60 novels over 40 years – many writers would have burnt out way before now and retired. The fact is, Stephen King did retire once – in 2002 – but came back. Another retirement announcement came in 2013 which may yet prove permanent for the 70-year-old.
To call Stephen King a “horror writer” is descriptive, but it’s only one small part of his talent. It doesn’t go far in explaining his immense popularity when the horror genre has changed so much since King first wrote Carrie. King is now one of the world’s most famous and most popular novelists of all time.
Stephen King is Not Just a Horror Writer
He is best known for horror such as his first novel Carrie, which was followed by Pet Sematary and Christine; to name but a few of his earlier works. The Stand – many people’s favourite, is about a killer plague and the survivors battling it out between the forces of good and evil. The Green Mile is about a black man in the 1930s Deep South convicted and sentenced to the electric chair for killing two girls; but turns out has healing powers. 11.22.63 is a time travel novel, Under the Dome is about a small American town trapped under a giant transparent dome and Rita Hayworth and the Shawshank Redemption has no fantastical elements.
The list goes on. Stephen King has never been “just a horror writer” and in recent years, his work has broadened further.
Fans of his work explain his enduring popularity by pointing to the timelessness of the themes in his work. What King does it take a common everyday problem that many Americans (and others in the western world) live every day and impose on them a fantastical setting. Many of his stories centre on mental illness, loneliness, loss of innocence, abuse, and alcoholism – some of which he experienced in life.
King’s appeal is in speaking to people’s real experiences and not some sanitised version of family dysfunction where everything has a thin veneer designed to shield the reader from the worst of it. In King’s work, good always triumphs over evil no matter how desperately horrific the events get, but they do start or become horrific.
His strength is in examining real-world problems. This is no more obvious than in the recent film release version of IT about a creature disguised as a clown that awakens every 27 years to kill children. IT is not a horror novel written for shocks so much as it is a tale of growing up, of finding enduring friendship when we feel different and alone. Similarly:
• Pet Sematary – About the inability to let go of grief, how destructive it can be to long for the past, particularly when it comes to losing pets.
• The Body – On which the film Stand by Me was based, is about friendship, working together, and the sacrifices we make for those we care about.
• Needful Things – Covetousness and greed for material goods and dispensation of compassion in the pursuit of it.
• The Mist – About a group of people trapped in a supermarket discusses the cult of personality and the danger of “the enemy within”.
• The Shining – About isolation and mental illness, particularly alcoholism.

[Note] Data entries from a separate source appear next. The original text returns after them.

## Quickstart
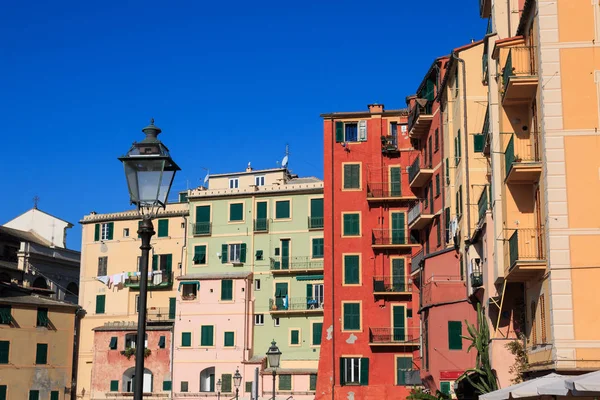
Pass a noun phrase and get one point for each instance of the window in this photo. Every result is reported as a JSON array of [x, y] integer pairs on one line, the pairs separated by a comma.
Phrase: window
[[186, 339], [295, 337], [102, 266], [455, 335], [207, 335], [200, 255], [285, 382], [351, 270], [351, 317], [163, 227], [41, 353], [317, 248], [42, 317], [354, 371], [226, 290], [4, 351], [352, 176], [236, 212], [282, 209], [259, 319], [100, 303], [317, 333], [351, 224], [229, 339]]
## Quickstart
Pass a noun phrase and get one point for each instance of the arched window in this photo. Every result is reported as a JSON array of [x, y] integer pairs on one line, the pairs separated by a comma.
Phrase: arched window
[[207, 380], [129, 380]]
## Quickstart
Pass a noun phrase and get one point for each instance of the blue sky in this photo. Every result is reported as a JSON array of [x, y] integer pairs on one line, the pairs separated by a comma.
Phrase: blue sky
[[228, 82]]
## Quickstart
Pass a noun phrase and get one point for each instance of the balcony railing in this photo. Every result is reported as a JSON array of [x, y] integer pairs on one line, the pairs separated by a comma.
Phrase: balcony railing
[[295, 263], [392, 284], [291, 304], [394, 336], [160, 279], [526, 245], [202, 228], [392, 237], [316, 222]]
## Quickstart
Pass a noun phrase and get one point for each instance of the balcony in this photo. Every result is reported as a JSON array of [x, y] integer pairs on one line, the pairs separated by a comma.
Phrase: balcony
[[261, 225], [419, 173], [522, 160], [202, 228], [526, 254], [161, 279], [419, 118], [410, 336], [295, 265], [296, 305], [316, 222], [392, 239], [519, 76], [391, 285], [420, 215]]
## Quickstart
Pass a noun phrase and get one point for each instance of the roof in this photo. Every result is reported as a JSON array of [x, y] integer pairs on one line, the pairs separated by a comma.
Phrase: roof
[[215, 276]]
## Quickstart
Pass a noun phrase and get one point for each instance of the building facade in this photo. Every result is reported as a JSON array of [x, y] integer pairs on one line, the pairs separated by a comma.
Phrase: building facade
[[254, 274], [109, 293], [371, 332]]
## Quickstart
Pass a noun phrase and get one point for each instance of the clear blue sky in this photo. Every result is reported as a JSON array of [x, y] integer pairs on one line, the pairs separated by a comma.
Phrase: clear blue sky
[[228, 82]]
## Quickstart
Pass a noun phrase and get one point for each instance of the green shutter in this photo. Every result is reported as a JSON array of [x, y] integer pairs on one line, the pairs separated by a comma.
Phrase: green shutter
[[224, 255], [455, 335], [282, 209], [226, 289], [172, 305], [100, 303], [243, 253], [229, 339], [364, 371], [186, 339], [339, 132], [317, 333], [351, 270], [111, 228], [207, 335], [163, 227], [41, 353], [4, 351]]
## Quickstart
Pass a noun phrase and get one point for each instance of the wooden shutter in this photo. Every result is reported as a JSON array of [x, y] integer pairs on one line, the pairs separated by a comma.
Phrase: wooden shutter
[[339, 131]]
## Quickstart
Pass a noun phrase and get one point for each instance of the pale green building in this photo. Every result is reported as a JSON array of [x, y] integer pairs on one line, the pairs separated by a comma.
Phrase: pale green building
[[268, 223]]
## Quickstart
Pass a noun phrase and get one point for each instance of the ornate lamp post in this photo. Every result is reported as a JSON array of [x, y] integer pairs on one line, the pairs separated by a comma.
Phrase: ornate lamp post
[[237, 381], [274, 356], [149, 170]]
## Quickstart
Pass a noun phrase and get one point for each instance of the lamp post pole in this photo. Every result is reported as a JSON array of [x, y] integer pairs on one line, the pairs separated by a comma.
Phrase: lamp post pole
[[146, 231]]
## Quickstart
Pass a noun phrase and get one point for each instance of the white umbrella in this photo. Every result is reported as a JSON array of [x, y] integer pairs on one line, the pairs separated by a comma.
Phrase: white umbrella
[[532, 388]]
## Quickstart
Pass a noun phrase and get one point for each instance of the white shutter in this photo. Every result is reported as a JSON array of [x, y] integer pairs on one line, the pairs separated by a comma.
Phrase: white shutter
[[362, 131]]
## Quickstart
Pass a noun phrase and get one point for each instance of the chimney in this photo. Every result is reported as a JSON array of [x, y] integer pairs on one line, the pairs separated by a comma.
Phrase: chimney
[[375, 108]]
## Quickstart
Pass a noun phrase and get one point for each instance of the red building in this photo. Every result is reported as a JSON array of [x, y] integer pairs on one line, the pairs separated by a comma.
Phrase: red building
[[371, 328]]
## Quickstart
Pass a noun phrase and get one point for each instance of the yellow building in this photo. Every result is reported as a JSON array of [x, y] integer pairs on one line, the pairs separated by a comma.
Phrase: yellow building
[[543, 78], [36, 345], [109, 288]]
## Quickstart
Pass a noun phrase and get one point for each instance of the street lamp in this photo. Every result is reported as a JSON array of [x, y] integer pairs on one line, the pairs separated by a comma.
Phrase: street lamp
[[237, 381], [274, 356], [149, 170]]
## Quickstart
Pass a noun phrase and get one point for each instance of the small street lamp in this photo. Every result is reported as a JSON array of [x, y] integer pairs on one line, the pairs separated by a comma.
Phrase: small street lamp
[[237, 381], [274, 356], [149, 170]]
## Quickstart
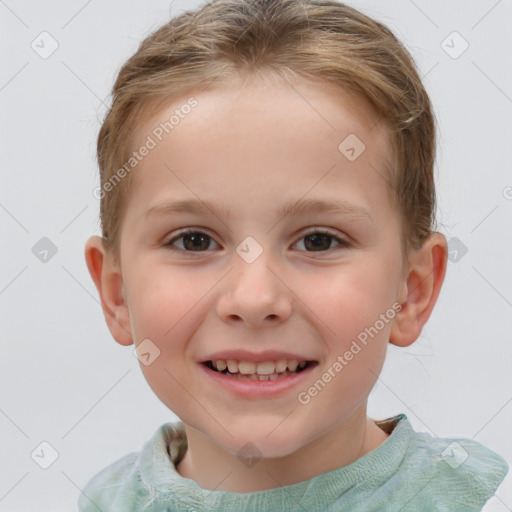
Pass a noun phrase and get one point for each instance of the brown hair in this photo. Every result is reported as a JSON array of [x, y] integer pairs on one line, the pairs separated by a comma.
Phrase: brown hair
[[320, 40]]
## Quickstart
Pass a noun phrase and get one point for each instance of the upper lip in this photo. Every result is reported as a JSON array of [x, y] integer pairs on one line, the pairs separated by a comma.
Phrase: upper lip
[[245, 355]]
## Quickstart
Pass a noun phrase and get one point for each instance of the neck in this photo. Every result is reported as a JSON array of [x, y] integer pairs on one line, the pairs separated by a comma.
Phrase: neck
[[216, 469]]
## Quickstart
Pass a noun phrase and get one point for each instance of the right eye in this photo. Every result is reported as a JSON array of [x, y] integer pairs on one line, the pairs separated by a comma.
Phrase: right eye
[[192, 240]]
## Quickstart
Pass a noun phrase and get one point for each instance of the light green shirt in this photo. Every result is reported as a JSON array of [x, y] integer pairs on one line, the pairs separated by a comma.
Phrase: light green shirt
[[410, 471]]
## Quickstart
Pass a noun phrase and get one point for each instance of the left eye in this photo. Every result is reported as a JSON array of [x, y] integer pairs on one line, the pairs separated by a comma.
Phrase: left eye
[[320, 240], [316, 241]]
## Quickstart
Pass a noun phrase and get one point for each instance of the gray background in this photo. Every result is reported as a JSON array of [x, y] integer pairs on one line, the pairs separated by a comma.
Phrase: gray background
[[64, 380]]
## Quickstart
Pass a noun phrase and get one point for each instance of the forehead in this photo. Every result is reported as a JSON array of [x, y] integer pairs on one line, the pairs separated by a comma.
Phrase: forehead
[[261, 140]]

Stephen King writes largely for a working-class American audience, not those aspiring to the middle classes – blue collar workers just getting by in rusting industrial heartlands. Although his political affiliation is largely left wing, this only sometimes comes through in his writing. He is far more concerned with portraying a message of the real problems that Americans face in the modern age. This everyman focus has been a core element of his enduring popularity.